Transcallosal inhibitory interactions between proximal representations in the primary motor cortex remain poorly understood. In this study, we used transcranial magnetic stimulation to examine the ipsilateral silent period (iSP; a measure of transcallosal inhibition) in the biceps and triceps brachii during unilateral and bilateral isometric voluntary contractions. Healthy volunteers performed 10% of maximal isometric voluntary elbow flexion or extension with one arm while the contralateral arm remained at rest or performed 30% of maximal isometric voluntary elbow flexion or extension. The iSP was measured in the arm performing 10% contractions, and electromyographic (EMG) recordings were comparable across conditions. The iSP onset and duration in the biceps and triceps brachii were comparable.
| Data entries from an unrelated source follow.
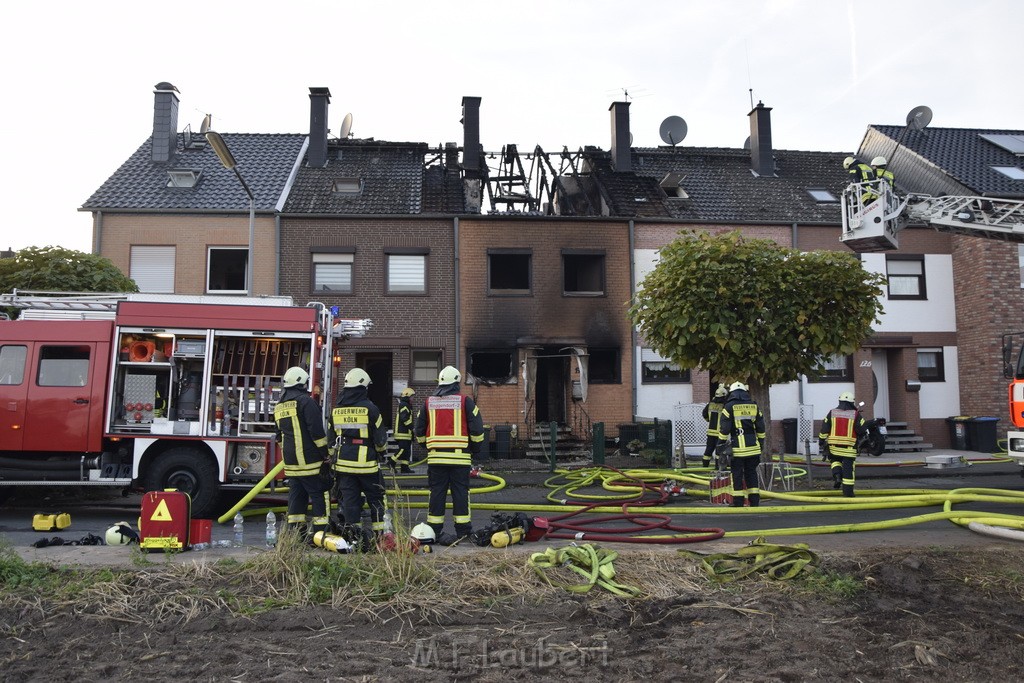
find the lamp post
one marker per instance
(227, 159)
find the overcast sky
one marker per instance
(78, 77)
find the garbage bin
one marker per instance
(790, 434)
(503, 440)
(958, 437)
(981, 433)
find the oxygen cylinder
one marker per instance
(332, 542)
(509, 538)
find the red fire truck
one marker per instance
(150, 392)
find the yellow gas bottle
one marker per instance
(332, 542)
(507, 538)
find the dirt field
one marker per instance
(875, 615)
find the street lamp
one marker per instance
(227, 159)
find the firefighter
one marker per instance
(838, 438)
(452, 428)
(403, 432)
(303, 444)
(711, 414)
(741, 428)
(360, 444)
(861, 172)
(883, 174)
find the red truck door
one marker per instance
(66, 396)
(13, 390)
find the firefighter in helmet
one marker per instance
(452, 428)
(360, 445)
(741, 429)
(838, 439)
(303, 445)
(711, 413)
(403, 432)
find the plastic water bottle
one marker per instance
(271, 529)
(239, 529)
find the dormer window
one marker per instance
(347, 185)
(182, 177)
(821, 196)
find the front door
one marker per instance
(378, 366)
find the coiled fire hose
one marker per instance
(591, 562)
(760, 557)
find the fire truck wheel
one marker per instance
(186, 470)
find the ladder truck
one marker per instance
(146, 392)
(875, 226)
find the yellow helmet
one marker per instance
(294, 377)
(449, 375)
(356, 377)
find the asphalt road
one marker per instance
(92, 511)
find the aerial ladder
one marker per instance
(875, 225)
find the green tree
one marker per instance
(752, 310)
(59, 269)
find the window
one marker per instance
(906, 276)
(838, 369)
(64, 366)
(931, 365)
(821, 195)
(1011, 172)
(604, 366)
(226, 269)
(12, 364)
(583, 272)
(657, 370)
(426, 366)
(153, 268)
(333, 272)
(407, 272)
(491, 366)
(509, 271)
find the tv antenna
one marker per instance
(346, 127)
(673, 130)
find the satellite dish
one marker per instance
(919, 118)
(673, 130)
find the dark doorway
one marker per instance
(552, 373)
(378, 366)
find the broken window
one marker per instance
(491, 366)
(604, 367)
(509, 271)
(583, 272)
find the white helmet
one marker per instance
(121, 535)
(294, 377)
(423, 532)
(356, 377)
(449, 375)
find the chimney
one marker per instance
(471, 136)
(318, 99)
(621, 159)
(762, 160)
(165, 122)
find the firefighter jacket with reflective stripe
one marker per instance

In both muscles, the iSP depth and area were increased during bilateral contractions of homologous agonist muscles (extension-extension and flexion-flexion) compared with a unilateral contraction, whereas during bilateral contractions of nonhomologous antagonist muscles (extension-flexion and flexion-extension), the iSP depth and area were decreased compared with a unilateral contraction, and sometimes facilitation of EMG was seen. This effect was never observed during bilateral activation of homologous muscles. The size of responses evoked by cervicomedullary electrical stimulation in the arm that made 10% contractions remained unchanged across conditions. Thus transcallosal inhibition targeting triceps and biceps brachii is upregulated by voluntary contraction of the contralateral agonist muscle and downregulated by voluntary contraction of the contralateral antagonist muscle. We speculate that these reciprocal task-dependent interactions between bilateral flexor and extensor arm regions of the motor cortex may contribute to coupling between the arms during motor behavior.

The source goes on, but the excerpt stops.